Upon the notion that computers could manipulate numbers could also manipulate symbols of which bear a resemblance to the essence of human thought (through a symbolic language), Allen Newell and Herbert Simon programmed the Logic Theorist (1955) which had eventually proved, more elegantly, 38 of the 52 theorems in Russell and Whitehead’s Principia Mathematics.

As a young Assistant Professor of Mathematics at Dartmouth College, John McCarthy had decided to bring together a group to clarify and develop ideas about artificial thinking machines. “He picked the name ‘Artificial Intelligence’ for the new field. He chose the name partly for its neutrality; avoiding a focus on narrow automata theory and avoiding cybernetics which was heavily focused on analog feedback, as well as him potentially having to accept the assertive Norbert Wiener as guru or having to argue with him” [6].

The proposal goes on to discuss computers, natural language processing, neural networks, the theory of computation, abstraction, and creativity (these areas within the field of artificial intelligence are considered to still relevant to the work of the field). [7]. Thereafter, several directions have been initiated or encouraged by the conference such as the rise of symbolic methods, systems focussed on limited domains (early Expert Systems), and deductive systems versus inductive systems [8].

References:

[1]. McCorduck, Pamela (2004), Machines Who Think (2nd ed.), Natick, MA: A. K. Peters, Ltd., ISBN 978–1–56881–205–2.

[2]. Turing, A. M. (2009). Computing machinery and intelligence. In Parsing the Turing Test (pp. 23–65). Springer, Dordrecht.

[3]. Solomonoff, R. J. (1964). A formal theory of inductive inference. Part I. Information and control, 7(1), 1–22.

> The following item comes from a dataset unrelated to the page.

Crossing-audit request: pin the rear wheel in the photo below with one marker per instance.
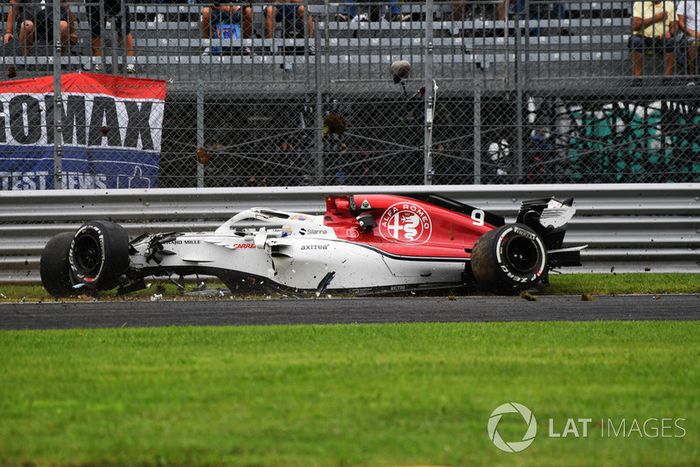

[4]. Solomonoff, R. J. (1964). A formal theory of inductive inference. Part II. Information and control, 7(2), 224–254.

[5]. Weizenbaum, J. (1966). ELIZA-a computer program for the study of natural language communication between man and machine. Communications of the ACM, 9(1), 36–45.

[6]. Nilsson, N., The Quest for Artificial Intelligence, Cambridge University Press, 2010.

[7]. McCarthy, John; Minsky, Marvin; Rochester, Nathan; Shannon, Claude (1955), A Proposal for the Dartmouth Summer Research Project on Artificial Intelligence.

[8]. McCorduck, P., Machines Who Think, A.K. Peters, Ltd, Second Edition, 2004.